The bird, on its perch, sings.

We are the same, she realizes, caught and caged.

The door to vestibule opens and a dark cloak enters, how it cascades like a waterfall of the richest burgundy, a thick, flowing fabric, an embrace like velvet.

A white hand holds an emerald green glove, rises to pull back the hooded cloak. The birdcatcher’s gaze falls to the floor. But at a glance she can see the delicate bones of the wrist, fingers sculpted, as if out of the finest marble. She is prickled by a certain curiosity, a curiosity she distrusts. The hood has fallen and the Queen, in her iron red, her arm raised, how she holds the only light, her golden hair curling about her neck, her leonine face, and eyes as blue as ice, as sky.

The birdcatcher gasps, dazzled. Her Queen. She understands this now, how the lightness dances in her eyes, her knees buckling, the sudden tilt of the world. Her chest clutches, her heart’s rapture in a cage, as she thinks of gilded wings, cradled in a fist.

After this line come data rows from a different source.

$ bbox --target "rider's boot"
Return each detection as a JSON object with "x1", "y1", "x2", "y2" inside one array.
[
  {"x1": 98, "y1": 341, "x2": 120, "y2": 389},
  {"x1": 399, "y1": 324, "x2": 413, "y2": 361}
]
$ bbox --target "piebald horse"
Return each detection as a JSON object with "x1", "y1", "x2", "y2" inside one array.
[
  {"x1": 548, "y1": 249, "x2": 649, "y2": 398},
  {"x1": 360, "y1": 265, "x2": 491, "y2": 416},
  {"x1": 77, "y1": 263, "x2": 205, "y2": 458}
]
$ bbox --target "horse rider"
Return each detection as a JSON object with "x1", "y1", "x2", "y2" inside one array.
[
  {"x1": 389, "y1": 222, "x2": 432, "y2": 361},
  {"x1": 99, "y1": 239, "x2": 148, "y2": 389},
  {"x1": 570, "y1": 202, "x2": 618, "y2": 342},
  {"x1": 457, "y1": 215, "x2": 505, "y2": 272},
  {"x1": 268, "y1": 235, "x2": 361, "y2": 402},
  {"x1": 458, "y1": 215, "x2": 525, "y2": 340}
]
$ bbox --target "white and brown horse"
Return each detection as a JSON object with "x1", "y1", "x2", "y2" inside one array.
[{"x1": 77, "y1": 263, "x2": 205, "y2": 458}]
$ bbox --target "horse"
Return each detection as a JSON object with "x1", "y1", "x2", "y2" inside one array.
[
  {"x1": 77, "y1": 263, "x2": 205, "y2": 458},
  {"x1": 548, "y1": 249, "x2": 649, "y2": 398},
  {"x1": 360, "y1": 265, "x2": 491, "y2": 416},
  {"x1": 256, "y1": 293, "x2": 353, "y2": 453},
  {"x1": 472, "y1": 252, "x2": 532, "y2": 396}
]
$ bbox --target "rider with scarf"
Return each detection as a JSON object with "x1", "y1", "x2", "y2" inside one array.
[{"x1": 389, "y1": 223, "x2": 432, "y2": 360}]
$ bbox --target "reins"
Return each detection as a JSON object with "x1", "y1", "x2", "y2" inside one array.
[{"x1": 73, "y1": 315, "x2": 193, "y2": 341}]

The Queen, how her glance turns grey-eyed, mercurial: she stands as the other bows, her regality etched in shadow. Her edges, a blade, cuts like glass, like slate. A sharpness defines her, her eyes, stormy, a depth that is vast, impenetrable. But there is a glimmer, a shard; could it be loneliness?

The bird in the cage. A flutter and flare.

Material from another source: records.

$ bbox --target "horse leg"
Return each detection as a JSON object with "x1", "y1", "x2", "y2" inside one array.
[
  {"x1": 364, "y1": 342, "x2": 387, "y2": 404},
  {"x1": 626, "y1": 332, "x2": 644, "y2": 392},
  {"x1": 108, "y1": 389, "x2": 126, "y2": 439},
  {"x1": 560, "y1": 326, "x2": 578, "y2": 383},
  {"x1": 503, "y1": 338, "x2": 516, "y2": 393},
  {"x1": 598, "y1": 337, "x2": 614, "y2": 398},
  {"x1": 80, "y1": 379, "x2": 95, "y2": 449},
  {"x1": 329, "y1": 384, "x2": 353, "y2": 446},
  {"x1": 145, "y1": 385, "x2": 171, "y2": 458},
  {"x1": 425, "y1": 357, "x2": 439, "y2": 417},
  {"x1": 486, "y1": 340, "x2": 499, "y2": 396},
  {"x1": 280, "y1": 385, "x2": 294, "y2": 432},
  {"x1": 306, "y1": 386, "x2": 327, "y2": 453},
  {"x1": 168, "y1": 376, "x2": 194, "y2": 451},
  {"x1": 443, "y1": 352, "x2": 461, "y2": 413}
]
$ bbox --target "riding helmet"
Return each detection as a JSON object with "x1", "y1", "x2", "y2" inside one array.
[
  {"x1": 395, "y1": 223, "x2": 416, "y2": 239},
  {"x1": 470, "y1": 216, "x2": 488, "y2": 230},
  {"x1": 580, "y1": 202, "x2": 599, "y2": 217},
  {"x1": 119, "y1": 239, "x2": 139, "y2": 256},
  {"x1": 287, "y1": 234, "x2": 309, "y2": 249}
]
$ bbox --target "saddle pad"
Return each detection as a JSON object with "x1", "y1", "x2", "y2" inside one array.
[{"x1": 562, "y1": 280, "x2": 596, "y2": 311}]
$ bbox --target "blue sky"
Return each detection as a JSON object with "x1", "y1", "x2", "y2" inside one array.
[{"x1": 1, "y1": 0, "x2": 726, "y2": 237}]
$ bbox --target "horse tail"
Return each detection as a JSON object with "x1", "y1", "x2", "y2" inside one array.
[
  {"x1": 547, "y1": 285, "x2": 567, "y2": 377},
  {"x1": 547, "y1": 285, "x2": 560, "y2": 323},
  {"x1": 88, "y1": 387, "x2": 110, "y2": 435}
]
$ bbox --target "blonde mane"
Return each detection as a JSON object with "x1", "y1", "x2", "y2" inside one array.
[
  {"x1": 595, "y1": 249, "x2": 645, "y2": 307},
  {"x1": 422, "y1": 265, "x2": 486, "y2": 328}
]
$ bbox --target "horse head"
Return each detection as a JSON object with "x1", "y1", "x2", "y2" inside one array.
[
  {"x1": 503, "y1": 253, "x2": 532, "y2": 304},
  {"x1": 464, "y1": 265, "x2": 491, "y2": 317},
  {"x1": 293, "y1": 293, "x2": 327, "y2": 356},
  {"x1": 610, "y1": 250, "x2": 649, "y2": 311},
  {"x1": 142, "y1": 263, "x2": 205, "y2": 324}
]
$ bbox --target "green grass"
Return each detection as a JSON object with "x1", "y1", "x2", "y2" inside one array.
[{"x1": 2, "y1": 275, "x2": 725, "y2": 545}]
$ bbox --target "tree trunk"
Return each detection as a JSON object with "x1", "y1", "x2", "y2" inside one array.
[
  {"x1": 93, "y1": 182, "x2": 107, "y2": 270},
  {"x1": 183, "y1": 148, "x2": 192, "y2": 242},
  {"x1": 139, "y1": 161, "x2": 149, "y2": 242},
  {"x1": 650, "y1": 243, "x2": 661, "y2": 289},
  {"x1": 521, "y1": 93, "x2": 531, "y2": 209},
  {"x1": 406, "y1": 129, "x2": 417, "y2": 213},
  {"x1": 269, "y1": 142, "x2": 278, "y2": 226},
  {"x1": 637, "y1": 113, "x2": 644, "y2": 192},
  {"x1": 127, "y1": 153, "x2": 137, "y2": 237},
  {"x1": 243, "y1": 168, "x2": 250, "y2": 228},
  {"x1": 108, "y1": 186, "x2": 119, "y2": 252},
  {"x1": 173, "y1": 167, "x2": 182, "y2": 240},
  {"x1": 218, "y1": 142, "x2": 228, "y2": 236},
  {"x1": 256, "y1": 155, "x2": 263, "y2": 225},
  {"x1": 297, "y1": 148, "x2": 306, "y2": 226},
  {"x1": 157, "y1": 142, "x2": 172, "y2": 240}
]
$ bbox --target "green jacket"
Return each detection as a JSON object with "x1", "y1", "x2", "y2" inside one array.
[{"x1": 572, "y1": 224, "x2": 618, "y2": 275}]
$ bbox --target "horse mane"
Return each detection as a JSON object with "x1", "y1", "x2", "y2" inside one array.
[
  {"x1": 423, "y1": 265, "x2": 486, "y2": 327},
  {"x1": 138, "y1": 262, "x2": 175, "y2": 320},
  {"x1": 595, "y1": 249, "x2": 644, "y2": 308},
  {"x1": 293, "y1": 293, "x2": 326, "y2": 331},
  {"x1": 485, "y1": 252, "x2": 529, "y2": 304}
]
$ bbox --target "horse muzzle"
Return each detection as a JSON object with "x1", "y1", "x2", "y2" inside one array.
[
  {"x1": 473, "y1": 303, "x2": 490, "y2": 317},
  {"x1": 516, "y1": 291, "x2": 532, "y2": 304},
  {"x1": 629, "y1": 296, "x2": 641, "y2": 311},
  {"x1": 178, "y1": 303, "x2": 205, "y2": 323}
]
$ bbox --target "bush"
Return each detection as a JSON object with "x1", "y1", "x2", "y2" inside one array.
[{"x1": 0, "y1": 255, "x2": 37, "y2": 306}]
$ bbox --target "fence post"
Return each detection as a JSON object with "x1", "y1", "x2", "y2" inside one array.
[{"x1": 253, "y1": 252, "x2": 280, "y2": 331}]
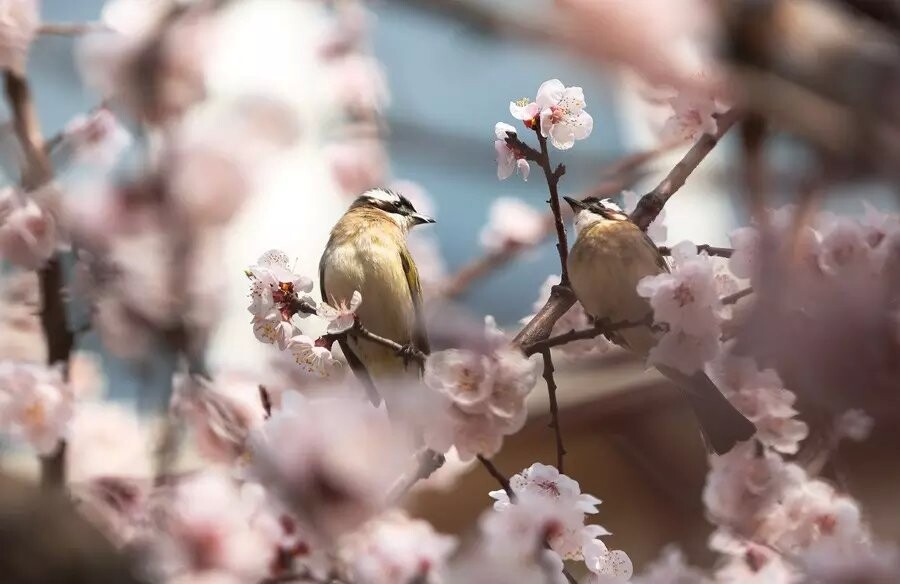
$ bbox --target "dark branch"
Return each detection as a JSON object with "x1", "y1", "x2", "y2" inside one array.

“You come from the woods.” It is not a question. She is here at the Queen’s pleasure. Her voice is mellifluous, as thick as honey, her bright lips, vermillion.

The birdcatcher nods. The air is close, too close, heavy with the scent of floral petals.

“Can you speak?”

The birdcatcher knows that the Queen will not ask again. Another moment and she will be free, released from this Tower, into her solitude, into her life. The birdcatcher raises her head. She shivers and grapples with the balance, of fire and of wood.

“You… are magnificent.”

The Queen smiles, like burst of flight, like a perpetual sunrise that draws up all the heavens. She slaps her gloves in one hand, and then reaches, as if to clasp the beak mask, to reveal the birdcatcher, but no, she unclasps the hinge of the cage and the golden wings burst into the air, darting from tapestry to tapestry, to there, the window, to the unfettered air.

“Walk with me.” The Queen takes the birdcatcher’s hand.